RIVER IN THE CITY
REVIVING THE URBAN RIVER’S EDGE AND MAKING IT AN URBAN COMMON
Our cities breed and grow from natural ecosystems. The relationship that water bodies and their allied landscapes share with the communities, its ecology has been changing inevitably. Rivers along with other ‘natural ecosystems’ have been commodified and manipulated in the modern-day urban setups for procuring land and the expanding urbanized boundaries. Rivers have always been shared resources that fulfill the needs of the communities. Communities effectively managed and sustained the river resources through centuries, but the changing perception of the urban ecological resources has rendered a landscape and eventually has forced communities to be devoid of having an interaction with nature.

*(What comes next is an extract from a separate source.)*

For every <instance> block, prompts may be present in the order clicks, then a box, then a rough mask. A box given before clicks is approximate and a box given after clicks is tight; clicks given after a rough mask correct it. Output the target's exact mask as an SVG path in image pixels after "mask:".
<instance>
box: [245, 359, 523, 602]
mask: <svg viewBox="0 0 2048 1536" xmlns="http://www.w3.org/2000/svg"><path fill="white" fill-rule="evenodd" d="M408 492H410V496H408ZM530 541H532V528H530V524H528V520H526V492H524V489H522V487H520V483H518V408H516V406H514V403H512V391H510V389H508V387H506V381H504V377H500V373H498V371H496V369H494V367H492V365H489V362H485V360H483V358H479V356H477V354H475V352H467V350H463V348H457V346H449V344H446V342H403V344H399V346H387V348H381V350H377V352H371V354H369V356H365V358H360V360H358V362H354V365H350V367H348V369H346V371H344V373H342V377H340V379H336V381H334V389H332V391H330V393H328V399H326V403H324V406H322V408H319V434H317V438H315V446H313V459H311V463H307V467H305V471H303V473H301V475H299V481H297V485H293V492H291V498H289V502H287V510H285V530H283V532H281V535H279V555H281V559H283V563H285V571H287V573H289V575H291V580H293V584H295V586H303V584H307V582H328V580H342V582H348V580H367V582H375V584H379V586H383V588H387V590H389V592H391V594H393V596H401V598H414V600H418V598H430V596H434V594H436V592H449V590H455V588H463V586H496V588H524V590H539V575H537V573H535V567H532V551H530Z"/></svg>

The thesis intends to examine the changing socio-ecological relationships between the land, the river and different communities, across time. The thesis attempts to analyse and tell the story of an urban river through the lens of local and collective histories, ecologies with juxtaposition of the policies and the political imagination of landscapes by the state. The state, the market and the urban communities perceive the urban landscapes in varied ways today. These perceptions are shaped by different socio-economic and political agendas and desires. The methodology examines the chronological evolution of the Dahisar river landscape with the layers of socio-culture significance and its ecology, to build a narrative. The changing associations and values assigned to the river can be laid out to conclude the future imagination of the landscape.
The thesis aims to reshape the perception of urban rivers and evoke considerations of socio-ecological relationships in the designing urban landscapes, and making it an ‘Urban common’ by community stewardship, and through systemic interventions conserving its ecology.
Natural ecosystems, commodified, shared resources, reshaping socio- ecological relationships, urban common.